The Traveling Salesman Problem (TSP) is a well-known NP-hard problem that receives attention in many fields. To solve the NP-hard problems, Ant Colony Optimization (ACO) is a popular meta-heuristic that gives an effective solution of TSP but the limitation of ACO has an early stage of optimization and falls to the local optimal.

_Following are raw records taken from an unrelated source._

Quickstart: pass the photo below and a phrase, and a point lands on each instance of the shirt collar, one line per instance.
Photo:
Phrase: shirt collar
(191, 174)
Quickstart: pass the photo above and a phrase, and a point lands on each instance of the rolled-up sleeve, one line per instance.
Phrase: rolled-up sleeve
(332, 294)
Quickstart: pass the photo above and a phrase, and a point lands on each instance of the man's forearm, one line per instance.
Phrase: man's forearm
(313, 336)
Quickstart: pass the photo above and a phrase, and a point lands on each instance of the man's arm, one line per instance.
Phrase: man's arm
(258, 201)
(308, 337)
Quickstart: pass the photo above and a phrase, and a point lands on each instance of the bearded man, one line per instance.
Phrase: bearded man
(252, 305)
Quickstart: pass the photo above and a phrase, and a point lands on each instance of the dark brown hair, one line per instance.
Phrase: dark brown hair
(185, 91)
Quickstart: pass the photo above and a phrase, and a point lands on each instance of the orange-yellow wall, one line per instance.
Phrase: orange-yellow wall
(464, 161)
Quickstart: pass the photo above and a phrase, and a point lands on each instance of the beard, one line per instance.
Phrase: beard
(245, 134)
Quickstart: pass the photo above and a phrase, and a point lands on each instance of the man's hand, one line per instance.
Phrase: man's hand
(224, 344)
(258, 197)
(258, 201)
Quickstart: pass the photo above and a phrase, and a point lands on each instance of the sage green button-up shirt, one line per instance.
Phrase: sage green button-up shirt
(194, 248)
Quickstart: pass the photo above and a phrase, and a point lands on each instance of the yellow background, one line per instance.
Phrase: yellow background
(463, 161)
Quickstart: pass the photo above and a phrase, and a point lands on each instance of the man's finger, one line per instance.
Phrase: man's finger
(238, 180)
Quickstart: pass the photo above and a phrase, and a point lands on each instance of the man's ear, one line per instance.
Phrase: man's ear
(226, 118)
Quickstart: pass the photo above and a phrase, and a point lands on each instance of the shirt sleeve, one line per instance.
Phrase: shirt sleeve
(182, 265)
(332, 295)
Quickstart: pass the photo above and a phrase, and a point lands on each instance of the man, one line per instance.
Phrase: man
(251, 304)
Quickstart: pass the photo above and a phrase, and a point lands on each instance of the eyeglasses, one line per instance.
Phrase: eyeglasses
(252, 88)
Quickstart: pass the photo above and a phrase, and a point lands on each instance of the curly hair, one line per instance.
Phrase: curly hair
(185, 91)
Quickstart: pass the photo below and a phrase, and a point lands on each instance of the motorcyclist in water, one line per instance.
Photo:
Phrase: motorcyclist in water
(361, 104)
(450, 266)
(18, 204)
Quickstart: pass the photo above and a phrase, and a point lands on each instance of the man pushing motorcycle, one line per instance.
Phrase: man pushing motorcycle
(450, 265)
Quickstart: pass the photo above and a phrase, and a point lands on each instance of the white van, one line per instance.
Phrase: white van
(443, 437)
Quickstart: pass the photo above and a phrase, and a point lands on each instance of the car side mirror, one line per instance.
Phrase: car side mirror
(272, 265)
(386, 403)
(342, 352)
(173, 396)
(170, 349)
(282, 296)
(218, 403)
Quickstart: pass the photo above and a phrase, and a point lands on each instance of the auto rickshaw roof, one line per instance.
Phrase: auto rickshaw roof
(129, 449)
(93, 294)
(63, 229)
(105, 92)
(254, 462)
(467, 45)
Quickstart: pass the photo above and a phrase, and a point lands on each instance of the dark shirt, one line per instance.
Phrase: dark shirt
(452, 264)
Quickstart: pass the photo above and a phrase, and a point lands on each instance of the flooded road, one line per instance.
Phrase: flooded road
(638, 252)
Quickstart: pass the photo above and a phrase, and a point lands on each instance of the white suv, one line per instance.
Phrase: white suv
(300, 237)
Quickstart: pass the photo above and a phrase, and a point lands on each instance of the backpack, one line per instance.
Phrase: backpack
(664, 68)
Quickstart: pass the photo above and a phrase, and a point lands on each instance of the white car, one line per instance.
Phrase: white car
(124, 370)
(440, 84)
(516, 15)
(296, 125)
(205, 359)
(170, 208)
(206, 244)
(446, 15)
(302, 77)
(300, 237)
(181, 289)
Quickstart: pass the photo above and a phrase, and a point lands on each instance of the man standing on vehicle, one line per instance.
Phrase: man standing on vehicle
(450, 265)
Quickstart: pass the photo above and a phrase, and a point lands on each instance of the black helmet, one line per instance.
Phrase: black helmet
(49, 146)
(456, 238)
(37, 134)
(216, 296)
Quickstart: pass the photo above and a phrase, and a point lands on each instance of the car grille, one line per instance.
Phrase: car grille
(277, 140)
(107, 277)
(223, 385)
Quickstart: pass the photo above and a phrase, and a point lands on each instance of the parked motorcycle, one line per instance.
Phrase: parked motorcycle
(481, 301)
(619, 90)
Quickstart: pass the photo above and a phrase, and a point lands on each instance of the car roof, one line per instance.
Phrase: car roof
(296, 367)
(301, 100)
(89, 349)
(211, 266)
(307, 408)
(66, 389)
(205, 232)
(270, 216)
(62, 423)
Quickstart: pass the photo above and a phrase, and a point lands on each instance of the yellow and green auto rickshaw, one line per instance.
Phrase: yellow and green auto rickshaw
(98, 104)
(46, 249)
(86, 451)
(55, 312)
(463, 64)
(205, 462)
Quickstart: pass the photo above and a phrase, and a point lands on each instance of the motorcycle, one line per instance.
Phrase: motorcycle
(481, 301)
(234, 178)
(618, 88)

To overcome the limitation of ACO, we use Genetic Algorithm (GA) that has the ability to avoid local optimal for improving the solution of ACO. In this paper, we present the ACO with the genetic operation from GA that is called Gene-Ants. Also, compare the result of the Gene-Ants algorithm with the basic ACO algorithm in the different TSP instances benchmark. The summarized results from the experiments show the Gene-Ants algorithm outperforms the basic ACO algorithm in terms of global optimal solution finding and convergence rate.
基因蚂蚁:基于遗传算法的蚁群优化求解旅行商问题
旅行商问题(TSP)是一个著名的np困难问题,受到了许多领域的关注。蚁群算法(Ant Colony Optimization, ACO)是求解NP-hard问题的一种常用的元启发式算法,它能给出TSP问题的有效解,但蚁群算法的局限性在于它的优化阶段较早,且处于局部最优状态。为了克服蚁群算法的局限性,我们使用具有避免局部最优能力的遗传算法来改进蚁群算法的解。本文提出了一种采用遗传算法进行遗传操作的蚁群算法,称为基因蚂蚁。在不同TSP实例的基准测试中,比较了遗传蚂蚁算法与基本蚁群算法的结果。实验结果表明,基因蚂蚁算法在全局寻优和收敛速度方面优于基本蚁群算法。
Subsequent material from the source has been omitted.